Edward Snowden: Don't fear Trump, fear the surveillance state
Edward Snowden once said that a dystopian America is just an election away. America just had one. And, for a lot of people, things don't seem so great. There are protests in the street, social media went into meltdown, and there were even tears at the White House. People on Youtube are expressing their fear.
But the former government contractor turned whistleblower seemed less concerned about the whole affair than some might have expected. In an unexpectedly upbeat conversation, Snowden told an audience at the Pathé Tuschinski theater in Amsterdam via a live stream on Thursday that Americans should be "cautious on putting too much faith or fear in elected politician".
Snowden's gave his first remarks since Donald Trump was unexpectedly elected the next US president on Wednesday morning, contrary to numerous polls putting rival candidate Hillary Clinton in the lead.

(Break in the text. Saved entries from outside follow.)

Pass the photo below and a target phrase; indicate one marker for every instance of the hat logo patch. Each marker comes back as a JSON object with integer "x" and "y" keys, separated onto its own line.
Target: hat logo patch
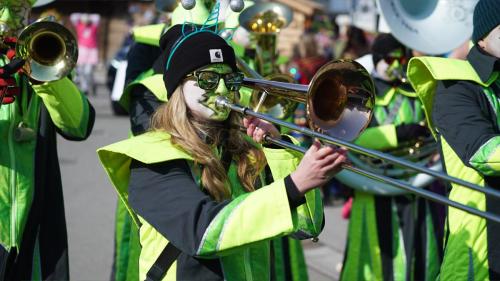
{"x": 216, "y": 55}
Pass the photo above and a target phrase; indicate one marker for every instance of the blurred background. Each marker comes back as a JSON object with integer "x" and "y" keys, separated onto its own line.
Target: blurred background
{"x": 319, "y": 31}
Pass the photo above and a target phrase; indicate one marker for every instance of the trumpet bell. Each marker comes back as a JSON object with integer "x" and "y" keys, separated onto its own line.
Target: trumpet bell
{"x": 50, "y": 50}
{"x": 341, "y": 99}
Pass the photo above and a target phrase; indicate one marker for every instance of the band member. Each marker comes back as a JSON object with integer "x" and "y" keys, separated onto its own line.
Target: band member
{"x": 390, "y": 236}
{"x": 193, "y": 182}
{"x": 462, "y": 102}
{"x": 143, "y": 95}
{"x": 33, "y": 239}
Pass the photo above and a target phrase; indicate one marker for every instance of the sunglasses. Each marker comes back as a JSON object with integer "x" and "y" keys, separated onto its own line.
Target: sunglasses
{"x": 391, "y": 60}
{"x": 209, "y": 80}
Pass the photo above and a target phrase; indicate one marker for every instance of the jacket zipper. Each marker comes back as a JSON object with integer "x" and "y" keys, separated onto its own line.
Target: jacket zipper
{"x": 13, "y": 189}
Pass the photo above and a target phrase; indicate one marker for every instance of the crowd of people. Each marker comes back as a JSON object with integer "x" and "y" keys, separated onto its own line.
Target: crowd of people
{"x": 203, "y": 196}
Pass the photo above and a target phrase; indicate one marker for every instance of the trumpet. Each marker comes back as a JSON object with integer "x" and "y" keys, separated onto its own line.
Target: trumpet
{"x": 50, "y": 50}
{"x": 339, "y": 103}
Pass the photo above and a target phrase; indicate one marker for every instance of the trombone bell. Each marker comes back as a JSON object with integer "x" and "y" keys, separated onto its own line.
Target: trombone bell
{"x": 340, "y": 99}
{"x": 50, "y": 50}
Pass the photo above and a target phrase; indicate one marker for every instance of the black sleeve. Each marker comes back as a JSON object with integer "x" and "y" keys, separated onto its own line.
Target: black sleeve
{"x": 143, "y": 104}
{"x": 166, "y": 196}
{"x": 463, "y": 117}
{"x": 140, "y": 58}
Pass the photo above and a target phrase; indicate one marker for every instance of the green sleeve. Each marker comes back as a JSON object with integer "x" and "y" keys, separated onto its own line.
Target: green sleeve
{"x": 487, "y": 158}
{"x": 379, "y": 138}
{"x": 252, "y": 217}
{"x": 308, "y": 216}
{"x": 67, "y": 107}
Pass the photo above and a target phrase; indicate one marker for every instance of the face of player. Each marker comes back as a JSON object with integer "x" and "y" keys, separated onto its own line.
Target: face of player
{"x": 202, "y": 102}
{"x": 491, "y": 43}
{"x": 13, "y": 16}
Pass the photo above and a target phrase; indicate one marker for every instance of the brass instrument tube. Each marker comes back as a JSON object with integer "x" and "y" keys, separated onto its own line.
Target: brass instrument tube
{"x": 223, "y": 102}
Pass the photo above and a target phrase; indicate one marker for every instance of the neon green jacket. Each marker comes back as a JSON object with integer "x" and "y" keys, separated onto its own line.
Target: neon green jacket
{"x": 241, "y": 244}
{"x": 466, "y": 250}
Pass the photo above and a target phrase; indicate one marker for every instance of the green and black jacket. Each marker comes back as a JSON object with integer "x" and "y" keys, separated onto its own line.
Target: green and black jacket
{"x": 227, "y": 240}
{"x": 462, "y": 104}
{"x": 33, "y": 242}
{"x": 391, "y": 237}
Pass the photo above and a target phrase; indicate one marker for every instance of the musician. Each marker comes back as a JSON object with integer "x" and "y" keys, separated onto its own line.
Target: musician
{"x": 144, "y": 93}
{"x": 194, "y": 180}
{"x": 392, "y": 237}
{"x": 142, "y": 97}
{"x": 462, "y": 103}
{"x": 33, "y": 239}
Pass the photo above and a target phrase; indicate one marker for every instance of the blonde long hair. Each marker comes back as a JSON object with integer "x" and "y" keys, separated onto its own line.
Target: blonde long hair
{"x": 175, "y": 118}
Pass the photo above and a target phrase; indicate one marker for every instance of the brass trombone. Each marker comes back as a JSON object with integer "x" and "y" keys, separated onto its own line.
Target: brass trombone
{"x": 50, "y": 50}
{"x": 339, "y": 103}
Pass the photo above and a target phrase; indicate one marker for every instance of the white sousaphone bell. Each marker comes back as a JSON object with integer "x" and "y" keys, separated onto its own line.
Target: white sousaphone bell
{"x": 433, "y": 27}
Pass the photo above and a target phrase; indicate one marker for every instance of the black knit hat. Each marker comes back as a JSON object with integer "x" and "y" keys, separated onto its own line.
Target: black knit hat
{"x": 383, "y": 45}
{"x": 486, "y": 17}
{"x": 191, "y": 50}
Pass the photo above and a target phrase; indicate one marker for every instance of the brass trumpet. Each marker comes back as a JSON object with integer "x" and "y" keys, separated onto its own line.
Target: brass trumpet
{"x": 339, "y": 104}
{"x": 50, "y": 50}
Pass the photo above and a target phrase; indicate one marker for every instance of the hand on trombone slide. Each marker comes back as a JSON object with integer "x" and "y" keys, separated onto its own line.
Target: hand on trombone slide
{"x": 319, "y": 164}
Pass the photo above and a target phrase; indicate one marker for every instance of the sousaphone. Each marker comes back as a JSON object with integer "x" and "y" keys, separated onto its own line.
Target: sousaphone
{"x": 432, "y": 27}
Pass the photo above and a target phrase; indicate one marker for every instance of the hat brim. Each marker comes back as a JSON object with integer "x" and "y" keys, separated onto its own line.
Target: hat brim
{"x": 39, "y": 3}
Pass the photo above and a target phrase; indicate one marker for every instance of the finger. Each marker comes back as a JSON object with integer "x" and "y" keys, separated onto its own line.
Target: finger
{"x": 313, "y": 148}
{"x": 250, "y": 130}
{"x": 324, "y": 151}
{"x": 334, "y": 166}
{"x": 258, "y": 135}
{"x": 327, "y": 160}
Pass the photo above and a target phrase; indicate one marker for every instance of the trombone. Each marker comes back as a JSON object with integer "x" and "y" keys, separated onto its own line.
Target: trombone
{"x": 339, "y": 102}
{"x": 49, "y": 49}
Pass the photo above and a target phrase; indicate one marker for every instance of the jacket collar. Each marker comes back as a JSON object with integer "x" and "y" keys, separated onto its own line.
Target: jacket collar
{"x": 484, "y": 64}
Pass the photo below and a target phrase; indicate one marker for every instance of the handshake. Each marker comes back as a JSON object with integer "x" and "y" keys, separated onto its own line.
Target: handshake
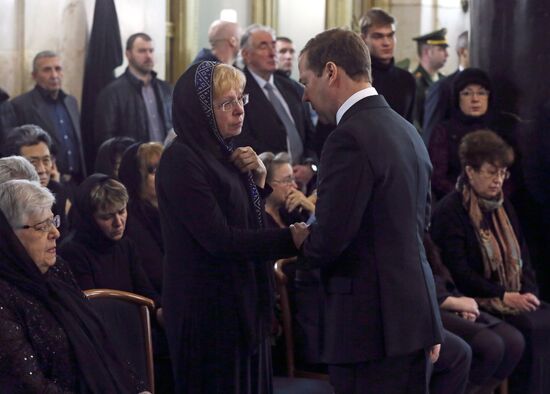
{"x": 299, "y": 232}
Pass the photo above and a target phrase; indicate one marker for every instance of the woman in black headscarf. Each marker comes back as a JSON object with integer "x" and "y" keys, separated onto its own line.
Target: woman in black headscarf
{"x": 50, "y": 339}
{"x": 472, "y": 110}
{"x": 137, "y": 172}
{"x": 98, "y": 253}
{"x": 217, "y": 292}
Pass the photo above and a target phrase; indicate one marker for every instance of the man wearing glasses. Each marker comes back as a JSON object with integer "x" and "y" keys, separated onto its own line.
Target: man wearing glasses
{"x": 275, "y": 118}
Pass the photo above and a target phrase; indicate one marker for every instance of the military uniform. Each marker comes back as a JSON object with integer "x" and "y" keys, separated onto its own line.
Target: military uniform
{"x": 423, "y": 79}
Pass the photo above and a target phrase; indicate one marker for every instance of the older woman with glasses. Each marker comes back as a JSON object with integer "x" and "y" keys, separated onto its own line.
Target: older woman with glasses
{"x": 50, "y": 339}
{"x": 286, "y": 204}
{"x": 481, "y": 242}
{"x": 471, "y": 110}
{"x": 217, "y": 291}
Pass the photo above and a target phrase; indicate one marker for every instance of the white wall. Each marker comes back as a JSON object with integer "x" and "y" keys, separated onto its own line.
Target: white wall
{"x": 300, "y": 21}
{"x": 30, "y": 26}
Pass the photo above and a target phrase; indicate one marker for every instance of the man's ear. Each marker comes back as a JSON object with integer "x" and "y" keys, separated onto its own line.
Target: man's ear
{"x": 331, "y": 71}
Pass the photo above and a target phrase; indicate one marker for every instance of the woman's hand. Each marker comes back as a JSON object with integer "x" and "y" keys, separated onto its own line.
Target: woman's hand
{"x": 245, "y": 159}
{"x": 524, "y": 302}
{"x": 465, "y": 306}
{"x": 297, "y": 199}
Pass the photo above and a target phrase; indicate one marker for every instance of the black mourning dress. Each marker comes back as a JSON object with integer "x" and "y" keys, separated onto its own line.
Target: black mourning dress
{"x": 50, "y": 339}
{"x": 218, "y": 285}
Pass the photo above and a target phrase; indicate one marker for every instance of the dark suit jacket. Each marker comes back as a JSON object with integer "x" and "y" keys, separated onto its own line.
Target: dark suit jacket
{"x": 262, "y": 129}
{"x": 30, "y": 108}
{"x": 371, "y": 216}
{"x": 437, "y": 105}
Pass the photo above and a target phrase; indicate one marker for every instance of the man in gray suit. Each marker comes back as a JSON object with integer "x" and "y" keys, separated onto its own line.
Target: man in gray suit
{"x": 381, "y": 318}
{"x": 49, "y": 107}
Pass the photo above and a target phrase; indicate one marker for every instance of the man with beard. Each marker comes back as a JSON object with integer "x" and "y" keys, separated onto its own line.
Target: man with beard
{"x": 137, "y": 104}
{"x": 396, "y": 85}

The whistleblower recounted how Obama, prior to his election in 2008, would close the Guantanamo prison camp in Cuba, end drone strikes and extrajudicial killings, and made shutting down the warrantless wiretapping programs of the previous administration a campaign platform to run on.
"We all put a lot of hope on [Obama] because of this," said Snowden said. "But, unfortunately, once he took that office, he didn't actually fulfill those promises."
"Politicians do what they think will gain them support," he said.
"A new leader will be elected, they'll flip the switch, say that because of the crisis, because of the dangers that we face in the world... some new and unpredicted threat... we need more authority, we need more power," he said.
"And there will be nothing the people can do at that point to oppose it," he added.
Already some companies are worried that a possible expansion in intelligence gathering powers or a disregard of surveillance safeguards could put customers' data at risk. According to BuzzFeed sources, companies are already looking at hosting their servers and data outside of the US in an effort to protect it from domestic search warrants.
Other companies, like Microsoft, have deliberately locked themselves out of their foreign datacenters to ensure they can't be forced to turn over under a secret government order.
"The powers of one government are inherited by the next," said Snowden in a tweet. "Reforming them is now the greatest responsibility of this president, long overdue."